Nesta sexta-feira, 10 de fevereiro de 2017, Dom Paulo Jackson Nóbrega de Sousa, Bispo da Diocese de Garanhuns (PE), esteve em peregrinação ao Santuário do Pai das Misericórdias com mais quarenta e sete padres.
No Santuário, presidiu a Santa Missa às nove horas da manhã.
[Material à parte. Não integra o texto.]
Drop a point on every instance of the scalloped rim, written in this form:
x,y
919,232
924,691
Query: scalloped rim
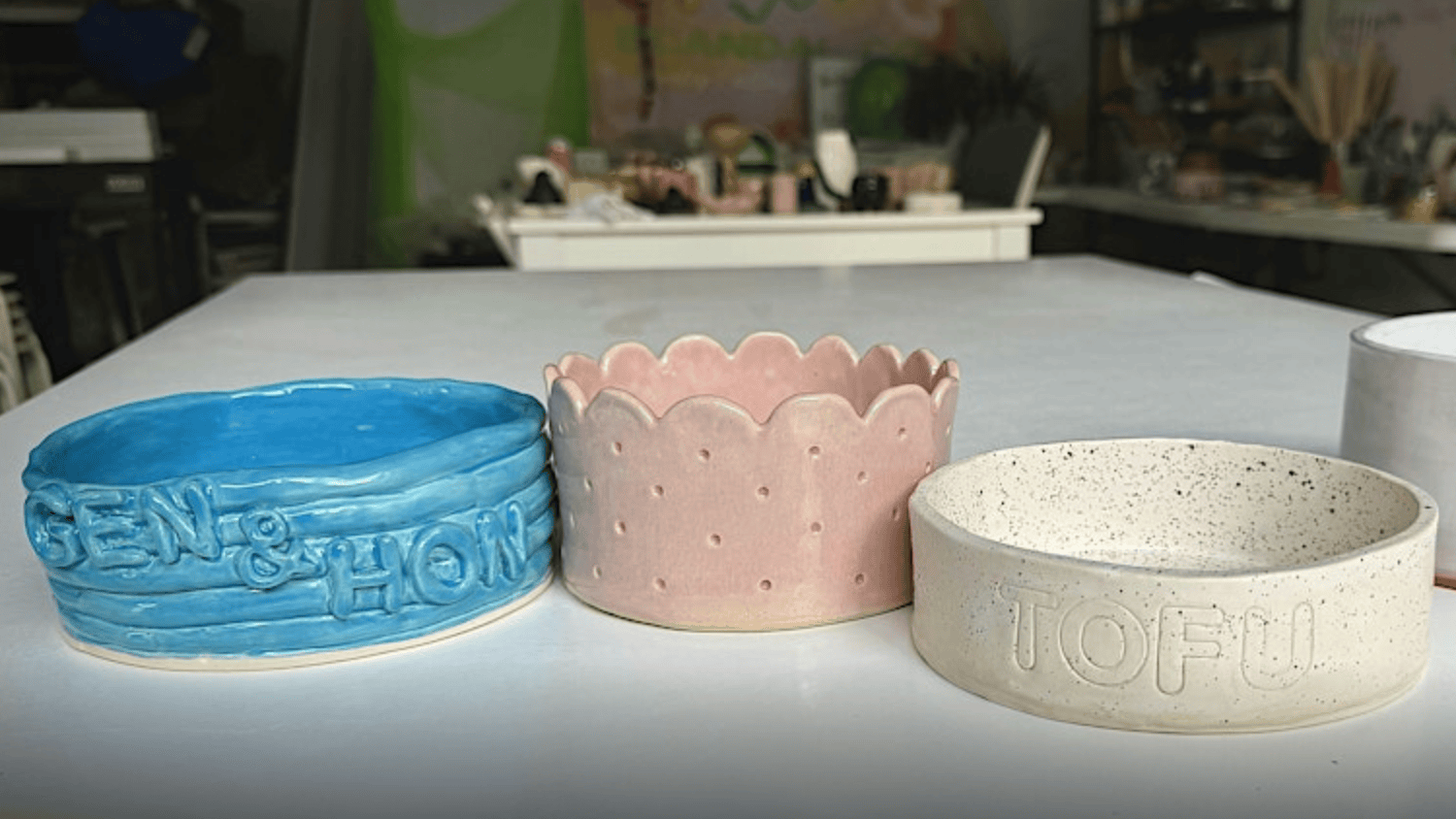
x,y
945,376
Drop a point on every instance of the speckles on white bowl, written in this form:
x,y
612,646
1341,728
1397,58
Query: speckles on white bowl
x,y
747,490
1173,585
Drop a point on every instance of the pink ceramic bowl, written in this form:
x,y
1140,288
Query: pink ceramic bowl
x,y
748,490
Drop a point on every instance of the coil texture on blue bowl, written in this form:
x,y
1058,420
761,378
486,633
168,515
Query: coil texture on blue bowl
x,y
293,524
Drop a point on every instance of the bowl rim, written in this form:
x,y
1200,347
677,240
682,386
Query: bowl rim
x,y
1360,337
478,443
1424,522
945,376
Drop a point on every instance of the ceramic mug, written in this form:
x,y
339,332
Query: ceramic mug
x,y
1401,410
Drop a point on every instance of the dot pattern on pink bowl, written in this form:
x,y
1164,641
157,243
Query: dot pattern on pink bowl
x,y
747,490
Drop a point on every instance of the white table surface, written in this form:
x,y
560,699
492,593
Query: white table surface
x,y
561,710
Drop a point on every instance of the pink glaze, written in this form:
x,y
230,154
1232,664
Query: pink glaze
x,y
750,490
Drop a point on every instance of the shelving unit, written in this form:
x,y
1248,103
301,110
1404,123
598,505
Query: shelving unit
x,y
1174,28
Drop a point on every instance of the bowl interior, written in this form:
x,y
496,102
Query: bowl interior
x,y
759,376
293,425
1430,334
1173,505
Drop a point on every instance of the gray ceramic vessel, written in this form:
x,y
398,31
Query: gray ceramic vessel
x,y
1401,410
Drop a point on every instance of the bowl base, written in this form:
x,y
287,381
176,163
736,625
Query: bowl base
x,y
210,662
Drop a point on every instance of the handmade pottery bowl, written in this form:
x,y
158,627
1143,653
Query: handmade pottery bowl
x,y
1171,585
291,524
1401,410
747,490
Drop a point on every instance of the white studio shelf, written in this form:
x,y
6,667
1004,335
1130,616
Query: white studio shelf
x,y
992,235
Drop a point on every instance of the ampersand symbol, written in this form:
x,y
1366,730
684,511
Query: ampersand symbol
x,y
270,562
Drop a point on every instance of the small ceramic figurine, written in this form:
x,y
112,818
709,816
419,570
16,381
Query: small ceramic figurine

Confira a homilia, na íntegra:
“Aqui viemos primeiramente como peregrinos na fé. Como Maria que sai de Nazaré e como peregrina na fé vai à casa de Zacarias e Isabel. Peregrinamos. Fizemos o nosso retiro espiritual em quatro dias e recebemos a imagem de Nossa Senhora Aparecida. Agora aqui viemos visitar o Pai das Misericórdias e hoje mesmo iremos voltar à nossa diocese para continuar o nosso ministério, a nossa missão.
Com certeza, essa semana ficará muito marcada na vida da nossa querida Diocese Garanhuns. Primeiro, porque foi a primeira vez que praticamente todo o clero viajou junto participando de uma atividade tão longe da nossa terra.
Eu queria nesta meditação partir da Sagrada Escritura para dizer uma última palavra concluindo o nosso retiro espiritual. Duas coisas me chamam muita atenção na Palavra de Deus hoje. A primeira coisa de onde eu gostaria de partir é do versículo seguinte da leitura do Gênesis 3,9,  na pergunta de Deus a Adão e Eva: ‘Onde estás?’. No livro do Gênesis há pelo menos três perguntas muito sérias de Deus. Em Gênesis 3, 9, depois da queda e pecado de Adão, Deus pergunta: ‘Onde estás?’. Logicamente que Deus não está perguntando a localização física. ‘Onde estás, ó homem?’, ‘Onde estás, ó bispo?’, ‘Onde estás, ó padre, no teu ministério?’, ‘Onde estás, ó batizado?’, ‘Onde tu te situas diante do mistério de Deus, diante do amor misericordioso de Deus?
A segunda pergunta é do capítulo 4 de Gênesis, depois que Caim mata Abel, Deus pergunta a Caim: ‘Onde está o teu irmão?’. É uma pergunta quanto à responsabilidade para com a fraternidade. E a terceira pergunta está no capítulo 37 de Gênesis. José está errante, procurando os seus irmãos que foram apascentar o rebanho e um homem aparece e pergunta a ele: ‘O que procuras?’. E José responde: ‘Procuro os meus irmãos’.
Onde estás?’, ‘Onde está o teu irmão?’, ‘O que procuras?’
Parece-me que são as perguntas basilares do mistério da nossa fé.”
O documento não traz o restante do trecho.